Chang’e is ethereal with bright trance-inspired synths and falsetto vocals which fits well with the namesake who was a moon goddess from Chinese mythology. The shorter version ended just when it started to get interesting, and naturally, the extended cut rectifies that by expanding upon the interesting ideas. Witchcraft motifs show up here for example, most notably in the middle where a recognizable musical section gets played. The entire bridge from that song also makes an appearance in a slightly less sinister way. While this is a good song, it doesn’t pull me in the same way everything else here does.
Gilgamesh is comfortably the strangest song on the album. We get this mixture of rap, throat singing, acid house and electroclash that on paper should not work as well as it does. This track is about the mythological Sumerian legend and his adventures which is about as Gizz as you can get lyrically. The original song whilst having a slightly wonky structure did give us a good idea of what to expect from the extended cut. A minute-long trippy intro, thumping beats, the return of the “GILA GILA” chant, exotic percussion, a massive vocal part that leads right into the next track. Expertly crafted, this is destined to become a staple in future live sets.
Swan Song is by far the best song here in my opinion. Grabbing the listener instantly with its gnarly synths and beats straight out of a 90s rave, this is the darkest song both sonically and lyrically tackling themes of death and eternal damnation.
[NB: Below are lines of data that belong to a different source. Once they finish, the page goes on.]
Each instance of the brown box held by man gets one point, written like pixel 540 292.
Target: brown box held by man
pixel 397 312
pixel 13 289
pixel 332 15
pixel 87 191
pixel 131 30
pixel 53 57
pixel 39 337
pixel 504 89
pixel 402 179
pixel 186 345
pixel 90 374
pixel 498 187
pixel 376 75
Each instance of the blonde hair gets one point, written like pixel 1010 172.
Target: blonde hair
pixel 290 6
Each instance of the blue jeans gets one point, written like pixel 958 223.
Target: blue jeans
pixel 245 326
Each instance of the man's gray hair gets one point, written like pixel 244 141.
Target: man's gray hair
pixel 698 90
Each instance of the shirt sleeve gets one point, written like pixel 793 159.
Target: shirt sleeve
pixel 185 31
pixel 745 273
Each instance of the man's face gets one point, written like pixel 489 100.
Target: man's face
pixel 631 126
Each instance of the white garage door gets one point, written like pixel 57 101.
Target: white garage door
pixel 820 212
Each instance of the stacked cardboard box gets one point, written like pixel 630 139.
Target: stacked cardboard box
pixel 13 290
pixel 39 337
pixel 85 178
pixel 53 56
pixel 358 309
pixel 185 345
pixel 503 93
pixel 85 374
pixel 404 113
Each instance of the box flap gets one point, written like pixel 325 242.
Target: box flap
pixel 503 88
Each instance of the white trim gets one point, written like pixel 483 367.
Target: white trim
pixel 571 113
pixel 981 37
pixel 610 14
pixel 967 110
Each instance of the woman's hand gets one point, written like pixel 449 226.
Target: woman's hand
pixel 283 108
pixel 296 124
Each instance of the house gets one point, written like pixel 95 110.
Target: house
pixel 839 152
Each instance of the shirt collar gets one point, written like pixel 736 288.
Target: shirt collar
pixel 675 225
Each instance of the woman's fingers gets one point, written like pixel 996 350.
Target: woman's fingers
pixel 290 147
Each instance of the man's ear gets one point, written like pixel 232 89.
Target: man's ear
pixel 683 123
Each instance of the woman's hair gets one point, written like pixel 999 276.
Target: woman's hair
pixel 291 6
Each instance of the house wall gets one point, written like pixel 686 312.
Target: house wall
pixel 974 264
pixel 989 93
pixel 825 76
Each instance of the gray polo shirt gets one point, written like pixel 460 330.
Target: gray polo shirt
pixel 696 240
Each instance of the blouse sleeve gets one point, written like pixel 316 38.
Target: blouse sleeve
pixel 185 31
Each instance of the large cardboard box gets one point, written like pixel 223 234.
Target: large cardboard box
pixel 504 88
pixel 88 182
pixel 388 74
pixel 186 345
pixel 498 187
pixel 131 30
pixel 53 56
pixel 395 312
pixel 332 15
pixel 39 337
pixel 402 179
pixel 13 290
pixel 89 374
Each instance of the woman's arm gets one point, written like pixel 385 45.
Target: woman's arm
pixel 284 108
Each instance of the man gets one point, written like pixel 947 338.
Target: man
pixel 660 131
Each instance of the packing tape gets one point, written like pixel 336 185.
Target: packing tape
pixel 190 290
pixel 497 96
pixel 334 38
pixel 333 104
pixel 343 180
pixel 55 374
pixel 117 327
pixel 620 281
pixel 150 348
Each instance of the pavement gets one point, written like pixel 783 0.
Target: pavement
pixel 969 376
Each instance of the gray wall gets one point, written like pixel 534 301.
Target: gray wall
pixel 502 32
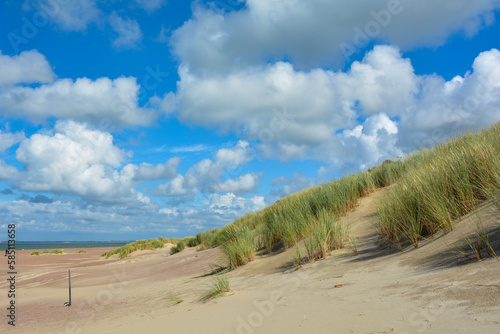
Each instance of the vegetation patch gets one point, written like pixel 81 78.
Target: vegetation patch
pixel 218 287
pixel 124 251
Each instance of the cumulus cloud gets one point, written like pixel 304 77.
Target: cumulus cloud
pixel 9 139
pixel 7 172
pixel 79 160
pixel 212 176
pixel 75 159
pixel 147 171
pixel 128 30
pixel 246 183
pixel 317 33
pixel 289 185
pixel 315 114
pixel 103 102
pixel 150 5
pixel 230 205
pixel 68 15
pixel 27 67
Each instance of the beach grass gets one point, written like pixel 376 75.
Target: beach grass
pixel 430 189
pixel 218 286
pixel 125 250
pixel 449 182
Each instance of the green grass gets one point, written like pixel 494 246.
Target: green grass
pixel 450 181
pixel 178 248
pixel 329 234
pixel 297 258
pixel 430 190
pixel 238 246
pixel 218 286
pixel 124 251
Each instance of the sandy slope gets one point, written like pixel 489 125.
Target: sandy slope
pixel 432 289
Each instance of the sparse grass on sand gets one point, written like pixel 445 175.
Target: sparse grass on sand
pixel 54 251
pixel 430 189
pixel 124 251
pixel 218 286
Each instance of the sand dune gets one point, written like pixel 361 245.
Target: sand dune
pixel 432 289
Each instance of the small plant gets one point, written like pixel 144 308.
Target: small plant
pixel 178 248
pixel 238 246
pixel 483 238
pixel 297 257
pixel 218 286
pixel 124 251
pixel 175 300
pixel 354 247
pixel 310 248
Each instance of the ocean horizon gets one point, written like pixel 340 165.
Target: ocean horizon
pixel 20 245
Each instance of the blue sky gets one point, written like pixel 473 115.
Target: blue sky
pixel 123 120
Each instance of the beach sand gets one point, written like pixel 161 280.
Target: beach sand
pixel 431 289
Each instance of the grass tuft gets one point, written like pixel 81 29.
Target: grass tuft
pixel 218 287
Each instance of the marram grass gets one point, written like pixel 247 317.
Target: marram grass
pixel 450 182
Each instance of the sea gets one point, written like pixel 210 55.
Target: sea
pixel 62 244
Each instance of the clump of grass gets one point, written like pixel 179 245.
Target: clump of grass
pixel 483 239
pixel 328 234
pixel 238 246
pixel 450 181
pixel 176 300
pixel 124 251
pixel 178 248
pixel 297 258
pixel 218 287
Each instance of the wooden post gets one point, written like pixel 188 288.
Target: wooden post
pixel 69 277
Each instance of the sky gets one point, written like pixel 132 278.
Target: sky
pixel 122 120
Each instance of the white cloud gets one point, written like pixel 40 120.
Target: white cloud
pixel 190 149
pixel 289 185
pixel 69 15
pixel 79 160
pixel 246 183
pixel 314 114
pixel 151 5
pixel 75 159
pixel 103 102
pixel 230 205
pixel 128 30
pixel 372 142
pixel 9 139
pixel 147 172
pixel 7 172
pixel 209 176
pixel 27 67
pixel 311 33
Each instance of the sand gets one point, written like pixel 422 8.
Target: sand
pixel 431 289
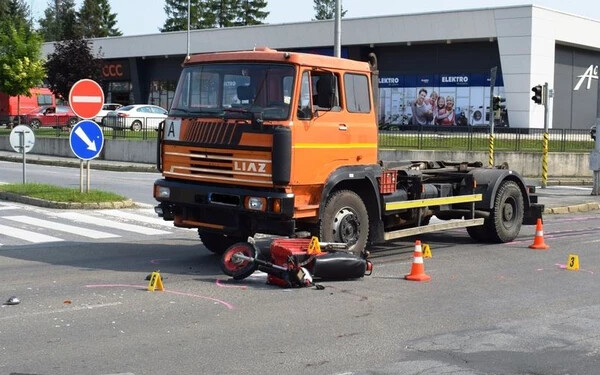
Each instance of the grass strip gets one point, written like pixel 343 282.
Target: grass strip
pixel 61 194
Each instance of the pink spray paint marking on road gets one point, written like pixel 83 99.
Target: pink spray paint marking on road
pixel 143 287
pixel 220 284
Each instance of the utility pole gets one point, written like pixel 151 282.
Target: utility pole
pixel 595 155
pixel 493 73
pixel 337 32
pixel 187 56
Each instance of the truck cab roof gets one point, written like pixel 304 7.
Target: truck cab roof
pixel 265 54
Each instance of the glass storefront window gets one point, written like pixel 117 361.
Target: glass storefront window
pixel 161 93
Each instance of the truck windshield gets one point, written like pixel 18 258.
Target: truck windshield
pixel 235 90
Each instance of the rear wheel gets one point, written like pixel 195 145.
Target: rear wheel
pixel 506 218
pixel 217 242
pixel 35 124
pixel 345 219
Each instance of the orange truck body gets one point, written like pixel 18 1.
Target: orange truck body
pixel 234 167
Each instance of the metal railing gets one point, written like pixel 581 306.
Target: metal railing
pixel 476 138
pixel 415 137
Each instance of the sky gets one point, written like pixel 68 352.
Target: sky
pixel 135 17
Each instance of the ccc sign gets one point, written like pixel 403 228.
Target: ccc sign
pixel 115 70
pixel 112 70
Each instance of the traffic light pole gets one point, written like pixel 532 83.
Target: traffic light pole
pixel 546 137
pixel 493 72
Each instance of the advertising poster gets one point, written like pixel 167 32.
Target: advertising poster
pixel 437 99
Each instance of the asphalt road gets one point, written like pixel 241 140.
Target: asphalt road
pixel 488 309
pixel 135 185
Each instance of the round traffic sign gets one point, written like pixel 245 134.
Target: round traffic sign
pixel 28 138
pixel 86 98
pixel 86 140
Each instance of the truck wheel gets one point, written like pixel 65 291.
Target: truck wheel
pixel 216 242
pixel 35 124
pixel 504 223
pixel 345 219
pixel 238 269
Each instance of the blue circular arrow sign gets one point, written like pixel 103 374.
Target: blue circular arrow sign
pixel 86 140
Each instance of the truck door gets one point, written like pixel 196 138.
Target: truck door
pixel 322 137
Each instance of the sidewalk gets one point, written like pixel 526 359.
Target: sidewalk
pixel 563 195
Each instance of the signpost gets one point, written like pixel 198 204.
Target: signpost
pixel 86 141
pixel 22 140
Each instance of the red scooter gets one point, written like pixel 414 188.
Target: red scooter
pixel 295 262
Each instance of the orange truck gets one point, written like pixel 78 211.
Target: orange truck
pixel 11 106
pixel 286 143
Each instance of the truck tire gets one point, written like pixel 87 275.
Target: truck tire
pixel 217 242
pixel 506 217
pixel 345 219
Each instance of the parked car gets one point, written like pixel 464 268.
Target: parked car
pixel 107 107
pixel 136 117
pixel 58 116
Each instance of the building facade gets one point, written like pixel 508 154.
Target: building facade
pixel 451 55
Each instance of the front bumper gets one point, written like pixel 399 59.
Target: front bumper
pixel 221 209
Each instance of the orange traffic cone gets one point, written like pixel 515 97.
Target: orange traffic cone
pixel 538 241
pixel 417 271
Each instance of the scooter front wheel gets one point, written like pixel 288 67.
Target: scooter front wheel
pixel 238 268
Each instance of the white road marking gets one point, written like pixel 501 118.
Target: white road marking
pixel 108 223
pixel 86 99
pixel 26 235
pixel 139 218
pixel 69 309
pixel 90 233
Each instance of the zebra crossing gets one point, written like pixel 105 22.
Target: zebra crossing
pixel 25 225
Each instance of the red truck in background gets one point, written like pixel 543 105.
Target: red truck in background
pixel 11 106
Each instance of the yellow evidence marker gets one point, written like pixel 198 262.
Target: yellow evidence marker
pixel 573 262
pixel 314 247
pixel 427 251
pixel 155 282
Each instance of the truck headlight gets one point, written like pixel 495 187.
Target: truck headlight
pixel 255 203
pixel 162 192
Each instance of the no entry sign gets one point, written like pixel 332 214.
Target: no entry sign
pixel 86 98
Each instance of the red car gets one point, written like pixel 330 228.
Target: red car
pixel 58 116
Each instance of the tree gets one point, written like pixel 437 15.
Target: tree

Gruff vocals, haunting melodies, an Ambrose verse that is sure to make you fist bump, and doomy piano accents come together in the original to make for one kick-ass techno tune. The extended cut goes even further by incorporating the “Eye dilates” verse from Dragon (on PetroDragonic Apocalypse), now drenched in tons of vocoder and bass sequencing. This verse is all a build-up for the drop which is one of the heaviest moments in all of Gizz’s entire catalog. From there, the song goes on a musical journey similar to that of psytrance band Sphongle ending on a hellish verse from Ambrose once more.
Finally, Extinction – which for me is the biggest transformation between the two discs. What was once a four-minute song consisting of nothing but buildup with no payoff is now a sprawling 12-minute epic that establishes a main theme with variations on it, with references to Crumbling Castle (on Polygondwanaland). Lyrically, this encapsulates both this album’s themes and the last album’s themes with talks of the apocalypse, rebirth, mythology and societal collapse. The extended cut also has room for a callback to Flamethrower and a lengthy coda that gradually builds in a similar way to that song’s equally lengthy coda. All around, a satisfying way to end the album that will leave any followers of the Gizzverse lore theorizing for months to come.
While it has its flaws and overall isn’t one of my favourites from Gizz, The Silver Cord is still another successful entry in their ever-growing catalogue. It shows the band’s restlessness and willingness to experiment with any genre thrown at them. It won’t be long until we get a new album from the boys down under but for now, let us cherish this nearly 2-hour beast for what it is: a riveting, expansive, rewarding and occasionally clunky exploration of electronic music done in a way only King Gizzard knows how.